October 6th 2008 - A positive pregnancy test! We were SO excited.

The pregnancy was going great. I had bad morning sickness (well, all day sickness) but the baby and I were otherwise very healthy.

December 23rd 2008 - The first appointment with my new OB doctor. I previously had a midwife but my mom and husband talked me out of doing the homebirth for my first pregnancy. I loved my new doctor though! This was the day we first heard the baby's heartbeat. It was strong and perfect. Beating in the 160's.

January 22nd 2009 - Second appointment with OB. I was 18 weeks and 5 days pregnant at this time. Perfect heartbeat again, beating in the 140's. Dr. made a guess that the baby was a boy.
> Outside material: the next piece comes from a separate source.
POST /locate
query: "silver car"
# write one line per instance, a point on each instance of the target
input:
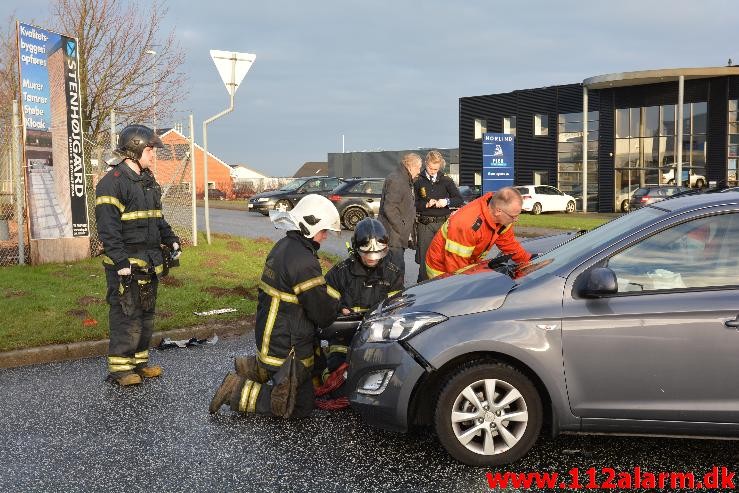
(629, 328)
We were supposed to have the 19/20 week ultrasound on January 26th to find out the gender. But due to my sickness I had been off work for a while and my job had to let me go. So we changed to u/s date to February 4th because of the change in insurance.
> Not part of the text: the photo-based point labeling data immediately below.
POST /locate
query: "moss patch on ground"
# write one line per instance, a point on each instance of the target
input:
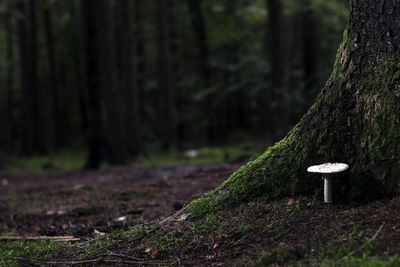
(257, 233)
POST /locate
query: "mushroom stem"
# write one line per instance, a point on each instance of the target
(327, 189)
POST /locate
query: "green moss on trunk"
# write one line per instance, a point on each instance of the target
(355, 119)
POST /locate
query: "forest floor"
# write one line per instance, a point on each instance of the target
(132, 216)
February 4th came and Michael and I were super excited. My sister (who is due June 17th, just 3 days before I was) found out the day before that she was expecting a girl. We arrived at the Dr's office and I hopped up on the table. The tech looked a little confused as she watched the screen. She left for a few minutes and came back with a doctor that we hadn't met before. They looked at the u/s screen for a long time without ever saying anything. Finally I asked if everything was okay.

"We aren't seeing a heartbeat" she said.

"Come back tomorrow morning to talk with your doctor"
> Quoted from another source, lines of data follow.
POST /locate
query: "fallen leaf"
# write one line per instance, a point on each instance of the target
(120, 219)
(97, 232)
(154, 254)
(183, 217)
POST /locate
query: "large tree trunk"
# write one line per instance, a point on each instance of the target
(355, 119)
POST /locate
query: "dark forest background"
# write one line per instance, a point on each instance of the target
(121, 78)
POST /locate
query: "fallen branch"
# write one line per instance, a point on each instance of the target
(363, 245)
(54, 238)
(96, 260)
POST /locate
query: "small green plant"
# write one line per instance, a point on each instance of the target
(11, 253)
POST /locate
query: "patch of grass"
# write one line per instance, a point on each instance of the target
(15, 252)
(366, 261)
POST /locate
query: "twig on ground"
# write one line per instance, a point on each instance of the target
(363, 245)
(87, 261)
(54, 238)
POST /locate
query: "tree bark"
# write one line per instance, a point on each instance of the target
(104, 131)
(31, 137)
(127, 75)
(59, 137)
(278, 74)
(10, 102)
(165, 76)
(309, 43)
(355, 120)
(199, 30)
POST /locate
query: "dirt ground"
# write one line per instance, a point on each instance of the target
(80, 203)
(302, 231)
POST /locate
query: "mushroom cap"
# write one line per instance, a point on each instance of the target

Everything after that was a blur. Michael and I prayed all that night and we just knew that a mistake had been made and Thursday morning at the appointment our dr. would assure us that everything was okay. It didn't happen that way though. I insisted that my dr. do another u/s. She did and there had been no changes. The baby's heart had not miraculously started beating again. We decided that I would check into the hospital on Friday at 5:00 pm to start the induction.

February 6th -7th 2009 - We checked into the hospital Friday night and started IV's and Cervadyl. Saturday morning my Dr. started the induction with Cytotec. I didn't really go into labor until about 4 pm. I got an epidural at 6 pm and delivered little Dylan Thomas at 10:20 pm.
As soon as he was born the Dr. knew why he passed away. His little umbilical cord was twisted very tight.

Dylan weighed 2.4 ounces and was 6 3/4 inches long.

We held him and loved him for a while. Then the nurses took him to clean him up. We had a photographer come from Now I Lay Me Down To Sleep and she took some beautiful pictures.

Dylan's funeral took place Tuesday, February 10, 2009.